A Week of Gratitude: Grateful for Less

Week of GratitudeEditor’s note: This week we celebrate a pre-Thanksgiving Week of Gratitude, with Loyola Press authors sharing reflections on gratitude each day.I’m grateful for less, however little of less I’ve achieved. After years of contemplative prayer, I can’t tell if I’ve made any “progress.” I notice, however, that I’m saying a bit less these days, especially when I’m tempted to impress someone with a witty remark, light teasing, or something else that might be seen as impressive. I hold my tongue and almost immediately I realize that my remark would have just complicated the situation, leading to more chatter and useless agitation that the world really doesn’t need. Less is better.

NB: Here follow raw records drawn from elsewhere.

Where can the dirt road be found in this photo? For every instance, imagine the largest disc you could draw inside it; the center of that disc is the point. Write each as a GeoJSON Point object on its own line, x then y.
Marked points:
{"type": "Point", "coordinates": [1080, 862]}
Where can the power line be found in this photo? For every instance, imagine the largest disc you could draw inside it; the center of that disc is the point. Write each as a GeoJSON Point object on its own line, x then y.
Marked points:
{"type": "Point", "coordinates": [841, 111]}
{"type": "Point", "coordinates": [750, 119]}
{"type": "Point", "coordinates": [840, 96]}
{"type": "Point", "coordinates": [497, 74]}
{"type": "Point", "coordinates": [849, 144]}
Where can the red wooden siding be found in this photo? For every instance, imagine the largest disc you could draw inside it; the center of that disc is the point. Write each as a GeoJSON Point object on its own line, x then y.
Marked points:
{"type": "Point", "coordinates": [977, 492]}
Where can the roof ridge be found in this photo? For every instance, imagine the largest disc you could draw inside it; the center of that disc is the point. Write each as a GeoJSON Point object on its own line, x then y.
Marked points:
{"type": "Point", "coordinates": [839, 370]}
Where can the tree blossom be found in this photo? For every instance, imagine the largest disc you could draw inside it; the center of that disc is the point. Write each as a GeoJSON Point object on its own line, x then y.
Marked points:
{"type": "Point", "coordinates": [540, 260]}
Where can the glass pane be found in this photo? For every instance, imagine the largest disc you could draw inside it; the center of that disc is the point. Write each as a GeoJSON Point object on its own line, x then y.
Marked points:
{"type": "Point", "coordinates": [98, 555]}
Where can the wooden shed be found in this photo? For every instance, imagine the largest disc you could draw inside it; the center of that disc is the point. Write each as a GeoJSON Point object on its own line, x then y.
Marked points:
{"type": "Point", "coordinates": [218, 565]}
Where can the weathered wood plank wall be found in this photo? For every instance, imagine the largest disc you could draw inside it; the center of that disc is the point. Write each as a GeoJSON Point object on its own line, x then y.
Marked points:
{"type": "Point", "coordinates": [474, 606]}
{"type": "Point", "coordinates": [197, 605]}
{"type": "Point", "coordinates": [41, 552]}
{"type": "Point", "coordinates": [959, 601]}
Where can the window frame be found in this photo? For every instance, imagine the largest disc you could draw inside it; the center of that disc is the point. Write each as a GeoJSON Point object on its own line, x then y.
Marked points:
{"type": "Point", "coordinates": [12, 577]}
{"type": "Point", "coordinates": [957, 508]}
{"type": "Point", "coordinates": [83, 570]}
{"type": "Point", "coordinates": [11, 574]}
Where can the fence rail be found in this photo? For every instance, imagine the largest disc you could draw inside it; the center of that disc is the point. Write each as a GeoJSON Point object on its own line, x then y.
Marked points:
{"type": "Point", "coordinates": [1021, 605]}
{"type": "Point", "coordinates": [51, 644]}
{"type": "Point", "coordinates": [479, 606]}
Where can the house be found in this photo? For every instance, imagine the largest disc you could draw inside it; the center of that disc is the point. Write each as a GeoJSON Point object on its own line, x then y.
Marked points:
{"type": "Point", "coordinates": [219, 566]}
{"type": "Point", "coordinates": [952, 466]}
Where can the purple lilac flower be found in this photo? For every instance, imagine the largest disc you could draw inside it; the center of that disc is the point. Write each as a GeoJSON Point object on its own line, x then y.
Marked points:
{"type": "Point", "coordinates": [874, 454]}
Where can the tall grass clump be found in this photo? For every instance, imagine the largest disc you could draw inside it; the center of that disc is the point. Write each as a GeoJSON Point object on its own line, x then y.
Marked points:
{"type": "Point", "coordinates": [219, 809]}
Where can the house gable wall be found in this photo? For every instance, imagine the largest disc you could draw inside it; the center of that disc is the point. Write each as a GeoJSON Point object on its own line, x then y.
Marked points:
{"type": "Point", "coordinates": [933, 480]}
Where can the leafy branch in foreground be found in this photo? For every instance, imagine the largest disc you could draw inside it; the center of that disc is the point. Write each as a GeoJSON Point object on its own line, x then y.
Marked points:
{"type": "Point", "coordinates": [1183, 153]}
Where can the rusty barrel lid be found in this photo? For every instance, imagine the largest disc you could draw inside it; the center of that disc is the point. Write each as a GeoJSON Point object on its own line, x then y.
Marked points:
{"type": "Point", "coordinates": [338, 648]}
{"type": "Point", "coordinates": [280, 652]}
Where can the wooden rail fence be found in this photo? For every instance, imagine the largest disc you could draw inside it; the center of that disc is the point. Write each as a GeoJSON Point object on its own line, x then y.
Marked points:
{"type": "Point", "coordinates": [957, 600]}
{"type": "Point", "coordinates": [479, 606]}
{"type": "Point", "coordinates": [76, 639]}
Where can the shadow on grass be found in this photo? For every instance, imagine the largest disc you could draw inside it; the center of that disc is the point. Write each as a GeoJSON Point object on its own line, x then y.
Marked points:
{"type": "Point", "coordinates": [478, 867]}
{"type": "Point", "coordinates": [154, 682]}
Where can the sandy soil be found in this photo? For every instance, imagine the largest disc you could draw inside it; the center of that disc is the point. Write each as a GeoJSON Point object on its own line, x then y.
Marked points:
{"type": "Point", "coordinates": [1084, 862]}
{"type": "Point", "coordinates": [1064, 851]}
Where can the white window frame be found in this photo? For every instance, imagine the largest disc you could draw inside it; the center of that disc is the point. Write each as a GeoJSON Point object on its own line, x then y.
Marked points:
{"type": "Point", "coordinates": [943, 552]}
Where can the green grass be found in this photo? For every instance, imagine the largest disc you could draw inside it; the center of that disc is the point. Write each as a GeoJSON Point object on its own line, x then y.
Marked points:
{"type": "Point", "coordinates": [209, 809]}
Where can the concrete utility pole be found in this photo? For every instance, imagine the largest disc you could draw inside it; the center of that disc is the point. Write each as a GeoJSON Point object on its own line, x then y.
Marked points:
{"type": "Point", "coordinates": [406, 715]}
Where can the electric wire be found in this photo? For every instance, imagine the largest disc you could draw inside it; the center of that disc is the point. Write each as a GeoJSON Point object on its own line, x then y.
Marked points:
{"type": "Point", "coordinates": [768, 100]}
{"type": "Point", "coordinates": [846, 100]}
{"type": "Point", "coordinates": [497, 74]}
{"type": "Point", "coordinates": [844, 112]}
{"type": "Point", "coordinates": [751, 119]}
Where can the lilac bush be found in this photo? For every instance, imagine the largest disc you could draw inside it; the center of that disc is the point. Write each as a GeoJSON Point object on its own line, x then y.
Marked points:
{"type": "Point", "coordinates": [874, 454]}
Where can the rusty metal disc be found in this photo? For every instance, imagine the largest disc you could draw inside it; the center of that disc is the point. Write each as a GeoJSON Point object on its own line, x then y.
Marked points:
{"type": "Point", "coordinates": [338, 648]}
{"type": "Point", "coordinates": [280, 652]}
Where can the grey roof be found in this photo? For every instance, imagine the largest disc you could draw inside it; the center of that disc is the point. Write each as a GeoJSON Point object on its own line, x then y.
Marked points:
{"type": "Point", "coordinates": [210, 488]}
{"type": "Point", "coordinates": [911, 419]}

I’ve been reading Night of the Confessor by Tomas Halik. He writes about the virtues of a “little faith,” small and insignificant, almost like nothing. The opposite of a little faith, he says, is the overly casual or even aggressive accumulation of certainties, a form of triumphalism that can distance us from God. “My question is whether our faith, like our Lord, is not required to ‘suffer more, be crucified, and die’ before it can ‘rise from the dead.’’’

This understanding seems to be in line with contemplative prayer—an ongoing winnowing, reduction, and diminution. Less is more, says Scripture, so that’s my prayer and gratitude, a little faith with less of me and more of God.

7 COMMENTS

  1. Jesus said “Even while you ask for something to happen, believe that you have it already done to you, and so it will be done to you.“ How are we to practice this advice of the Lord ? This is certainly opposite of a less faith and will it distance us from God ?

  2. That’s wonderful. Thank you Richard. I find myself holding my tongue lately, saying less, and find myself more settled, less antagonistic and feeling more able to see Christ in people I’d rather not. And the conversations are not less without the comments I would have made. I’m sure this is supported by continuing contemplative prayer – although I’m not comfortable that I’m “doing it right”.

  3. I am grateful for starting my day with Loyola Press. I go from the Three Minute Retreat to Daily Inspiration , Saint of the Day and, now Ignatian Spirituality.
    I learned a great lesson today, with less of me and more of God. I am working in being humble, till now ,very little progress.